MuSK myasthenia gravis and pregnancy.
Santos E., Braga A., Gabriel D., Duarte S., Martins da Silva A., Matos I., Freijo M., Martins J., Silveira F., Nadais G., Sousa F., Fraga C., Santos Silva R., Lopes C., Gonçalves G., Pinto C., Sousa Braga J., Leite MI.
Muscle specific kinase (MuSK) myasthenia gravis (MG, MuSK-MG) is a rare subgroup of MG affecting mainly women during childbearing years. We investigated the influence of pregnancy in the course of MuSK-MG and pregnancy outcomes in females with MuSK-MG. A multicentre cohort of 17 women with MuSK-MG was studied retrospectively; 13 of them with ≥1 pregnancy. MuSK-MG onset age was 35,4 years; 23,0% had other autoimmune disorder; 46,2% were treatment refractory. Thirteen women experienced 27 pregnancies, either after MG onset (group I) (n = 4; maternal age at conception = 29.8 years) or before MG onset (group II) (n = 23; maternal age at conception = 26.2 years). In group I pregnancy occurred in average 9.8 years after the MG onset; it occurred in average 17.0 years before MG in group II. In group I, all were on steroids at time of conception, one on azathioprine and another receiving IVIG regularly.

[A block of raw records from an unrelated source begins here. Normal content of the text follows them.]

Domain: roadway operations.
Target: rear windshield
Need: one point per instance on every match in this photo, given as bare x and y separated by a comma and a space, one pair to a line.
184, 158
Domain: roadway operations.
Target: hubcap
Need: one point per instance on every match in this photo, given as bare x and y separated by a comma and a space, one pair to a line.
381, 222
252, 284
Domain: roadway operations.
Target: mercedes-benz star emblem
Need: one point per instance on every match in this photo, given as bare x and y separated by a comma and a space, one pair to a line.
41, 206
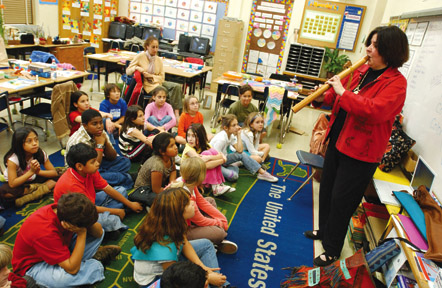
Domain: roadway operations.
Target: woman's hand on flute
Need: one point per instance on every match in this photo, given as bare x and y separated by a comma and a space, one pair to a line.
320, 98
335, 82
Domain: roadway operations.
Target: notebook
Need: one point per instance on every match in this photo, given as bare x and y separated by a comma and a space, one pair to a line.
423, 175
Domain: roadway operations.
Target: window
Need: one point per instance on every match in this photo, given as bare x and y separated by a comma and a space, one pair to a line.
18, 11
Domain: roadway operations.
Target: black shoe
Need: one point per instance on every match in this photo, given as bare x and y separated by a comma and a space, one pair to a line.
310, 235
105, 254
321, 263
112, 235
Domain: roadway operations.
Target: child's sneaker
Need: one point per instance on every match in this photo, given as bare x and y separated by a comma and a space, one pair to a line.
219, 190
227, 247
266, 176
237, 164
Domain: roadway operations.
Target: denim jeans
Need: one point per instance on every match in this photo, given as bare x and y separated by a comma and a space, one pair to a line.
231, 172
108, 221
157, 123
115, 172
206, 252
91, 270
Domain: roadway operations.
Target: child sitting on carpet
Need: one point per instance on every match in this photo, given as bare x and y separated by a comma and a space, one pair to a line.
159, 170
161, 240
207, 222
198, 146
159, 114
244, 106
189, 116
114, 105
251, 136
25, 180
132, 141
182, 274
46, 250
226, 143
83, 177
79, 104
113, 168
7, 278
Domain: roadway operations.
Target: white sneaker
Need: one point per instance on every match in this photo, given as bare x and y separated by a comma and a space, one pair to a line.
266, 176
227, 247
220, 190
237, 164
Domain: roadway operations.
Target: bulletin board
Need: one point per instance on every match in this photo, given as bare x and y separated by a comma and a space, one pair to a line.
266, 36
88, 19
331, 24
194, 17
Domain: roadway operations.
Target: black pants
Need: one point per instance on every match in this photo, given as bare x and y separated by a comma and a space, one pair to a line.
343, 183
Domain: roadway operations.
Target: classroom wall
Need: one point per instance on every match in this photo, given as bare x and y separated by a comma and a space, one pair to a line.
46, 15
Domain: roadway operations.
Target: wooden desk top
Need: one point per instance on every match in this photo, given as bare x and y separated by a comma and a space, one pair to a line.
168, 64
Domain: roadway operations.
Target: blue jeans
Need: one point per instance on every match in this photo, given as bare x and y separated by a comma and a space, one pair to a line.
91, 270
231, 172
108, 221
115, 172
206, 252
157, 123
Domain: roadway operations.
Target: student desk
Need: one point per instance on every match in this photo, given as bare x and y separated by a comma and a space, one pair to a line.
258, 94
117, 60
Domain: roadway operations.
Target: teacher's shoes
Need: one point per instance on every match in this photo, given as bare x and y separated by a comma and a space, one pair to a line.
312, 234
266, 176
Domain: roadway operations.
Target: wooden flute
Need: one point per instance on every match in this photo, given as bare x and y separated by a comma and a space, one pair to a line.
325, 87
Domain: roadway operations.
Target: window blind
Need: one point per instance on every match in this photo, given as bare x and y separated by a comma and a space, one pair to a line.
16, 11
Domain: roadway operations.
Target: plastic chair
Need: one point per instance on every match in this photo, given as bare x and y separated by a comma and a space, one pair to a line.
309, 159
221, 107
4, 105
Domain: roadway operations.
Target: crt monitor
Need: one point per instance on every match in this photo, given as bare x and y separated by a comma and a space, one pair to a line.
117, 30
199, 45
151, 31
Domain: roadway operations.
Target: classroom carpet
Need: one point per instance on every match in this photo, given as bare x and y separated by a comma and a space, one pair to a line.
267, 228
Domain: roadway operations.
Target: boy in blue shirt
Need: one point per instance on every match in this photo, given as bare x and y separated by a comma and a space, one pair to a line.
116, 106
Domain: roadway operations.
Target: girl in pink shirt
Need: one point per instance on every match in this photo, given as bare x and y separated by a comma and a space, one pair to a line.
159, 114
208, 222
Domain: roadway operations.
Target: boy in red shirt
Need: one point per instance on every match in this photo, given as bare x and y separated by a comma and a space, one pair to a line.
83, 177
44, 243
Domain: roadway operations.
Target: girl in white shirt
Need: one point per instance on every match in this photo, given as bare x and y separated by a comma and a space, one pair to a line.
251, 135
226, 142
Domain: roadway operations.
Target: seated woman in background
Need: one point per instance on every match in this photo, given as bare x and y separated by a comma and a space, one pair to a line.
151, 67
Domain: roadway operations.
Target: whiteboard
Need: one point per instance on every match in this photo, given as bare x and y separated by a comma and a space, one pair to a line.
423, 105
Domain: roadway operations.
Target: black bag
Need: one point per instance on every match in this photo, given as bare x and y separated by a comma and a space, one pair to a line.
398, 146
143, 195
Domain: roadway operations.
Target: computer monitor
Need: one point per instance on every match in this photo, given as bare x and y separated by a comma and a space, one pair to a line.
151, 31
184, 43
199, 45
117, 30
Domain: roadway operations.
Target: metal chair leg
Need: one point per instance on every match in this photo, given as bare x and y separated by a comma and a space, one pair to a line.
302, 186
291, 171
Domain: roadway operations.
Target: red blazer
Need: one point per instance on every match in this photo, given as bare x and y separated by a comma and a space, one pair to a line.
370, 113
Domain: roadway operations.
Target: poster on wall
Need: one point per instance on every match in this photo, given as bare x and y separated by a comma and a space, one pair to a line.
194, 17
267, 34
333, 26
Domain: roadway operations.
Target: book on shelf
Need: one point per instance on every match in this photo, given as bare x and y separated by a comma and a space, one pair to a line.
405, 282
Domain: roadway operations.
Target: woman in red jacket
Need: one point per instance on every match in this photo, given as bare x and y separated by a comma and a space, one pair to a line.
359, 129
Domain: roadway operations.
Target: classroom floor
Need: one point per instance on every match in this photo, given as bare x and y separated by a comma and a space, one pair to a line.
303, 120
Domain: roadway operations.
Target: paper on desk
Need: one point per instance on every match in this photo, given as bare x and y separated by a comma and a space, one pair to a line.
253, 56
391, 268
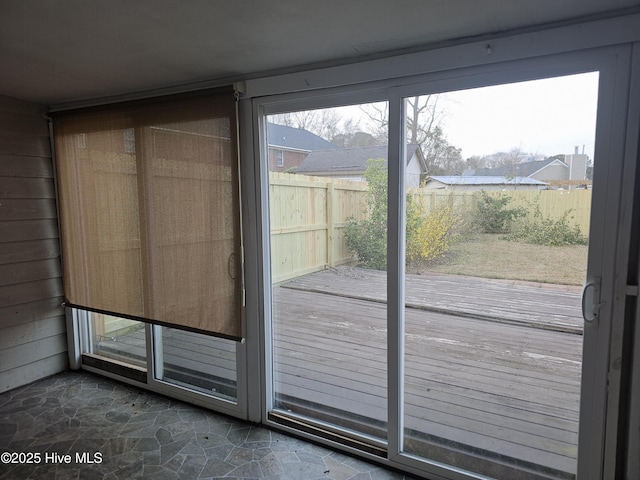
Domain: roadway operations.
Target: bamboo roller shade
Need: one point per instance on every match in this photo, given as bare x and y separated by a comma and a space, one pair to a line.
150, 213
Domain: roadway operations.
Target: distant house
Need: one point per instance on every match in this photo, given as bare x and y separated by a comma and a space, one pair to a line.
574, 167
483, 182
350, 163
289, 146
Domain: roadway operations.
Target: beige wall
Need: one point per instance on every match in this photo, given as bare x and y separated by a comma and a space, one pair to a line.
33, 341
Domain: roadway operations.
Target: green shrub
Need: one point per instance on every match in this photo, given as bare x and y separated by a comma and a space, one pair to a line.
430, 238
427, 236
537, 229
492, 214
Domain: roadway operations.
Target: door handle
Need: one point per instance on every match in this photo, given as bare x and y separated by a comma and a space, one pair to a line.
591, 301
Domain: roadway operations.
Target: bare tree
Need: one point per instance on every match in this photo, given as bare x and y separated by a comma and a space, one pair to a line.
323, 122
423, 117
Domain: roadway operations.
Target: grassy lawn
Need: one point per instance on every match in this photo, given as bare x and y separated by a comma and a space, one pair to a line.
489, 256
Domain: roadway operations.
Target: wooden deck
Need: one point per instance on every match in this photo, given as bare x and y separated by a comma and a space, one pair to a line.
492, 368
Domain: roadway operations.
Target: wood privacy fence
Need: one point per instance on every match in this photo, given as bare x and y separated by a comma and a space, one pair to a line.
309, 214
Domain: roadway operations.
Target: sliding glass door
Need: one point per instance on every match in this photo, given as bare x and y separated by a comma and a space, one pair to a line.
328, 325
495, 259
425, 300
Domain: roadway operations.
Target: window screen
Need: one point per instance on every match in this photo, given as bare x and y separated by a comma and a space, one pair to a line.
150, 213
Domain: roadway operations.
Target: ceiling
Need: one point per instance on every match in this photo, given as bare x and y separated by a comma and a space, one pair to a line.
58, 51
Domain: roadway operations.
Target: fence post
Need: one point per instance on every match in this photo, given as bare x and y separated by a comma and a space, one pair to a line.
330, 224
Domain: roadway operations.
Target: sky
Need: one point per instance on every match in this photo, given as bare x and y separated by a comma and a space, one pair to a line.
546, 117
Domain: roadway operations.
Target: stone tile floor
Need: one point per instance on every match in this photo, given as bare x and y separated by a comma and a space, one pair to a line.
130, 433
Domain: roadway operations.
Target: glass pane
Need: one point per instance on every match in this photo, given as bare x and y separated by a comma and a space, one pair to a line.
199, 362
327, 199
118, 339
496, 256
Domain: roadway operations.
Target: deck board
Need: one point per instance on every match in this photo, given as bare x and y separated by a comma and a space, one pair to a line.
492, 365
506, 380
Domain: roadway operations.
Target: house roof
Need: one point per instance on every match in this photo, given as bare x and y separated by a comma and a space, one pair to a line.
349, 160
290, 138
484, 180
524, 169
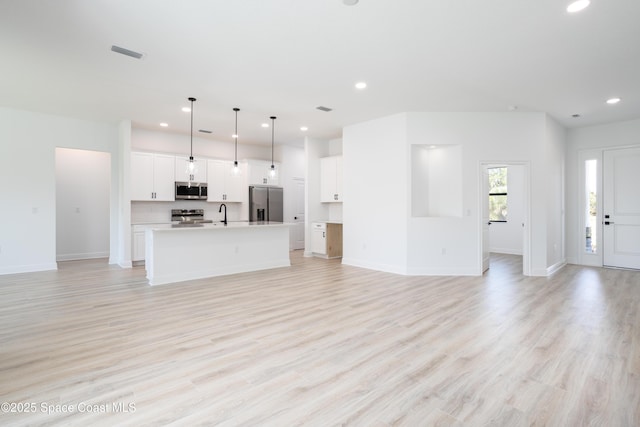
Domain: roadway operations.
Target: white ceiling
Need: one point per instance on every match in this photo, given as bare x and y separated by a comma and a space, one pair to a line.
286, 57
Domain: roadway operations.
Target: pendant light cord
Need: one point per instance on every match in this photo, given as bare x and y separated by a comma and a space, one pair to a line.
236, 135
191, 152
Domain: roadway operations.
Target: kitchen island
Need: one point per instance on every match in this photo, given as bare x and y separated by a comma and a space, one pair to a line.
177, 254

There were mild exacerbations that responded to treatment adjustments. There were no relapses in the 12 months following the delivery. There was no pre-eclampsia, birth defects or stillbirths in either group; 3 miscarriages in group II. One case of neonatal MG was recorded. In this small series, pregnancy did not seem to precipitate MuSK-MG or to have a major influence in the MuSK-MG course, and there was no apparent negative impact in pregnancy outcomes in those where pregnancy followed the MG onset. The weight was lower in the newborn of the group I mothers, although none had low birth weight.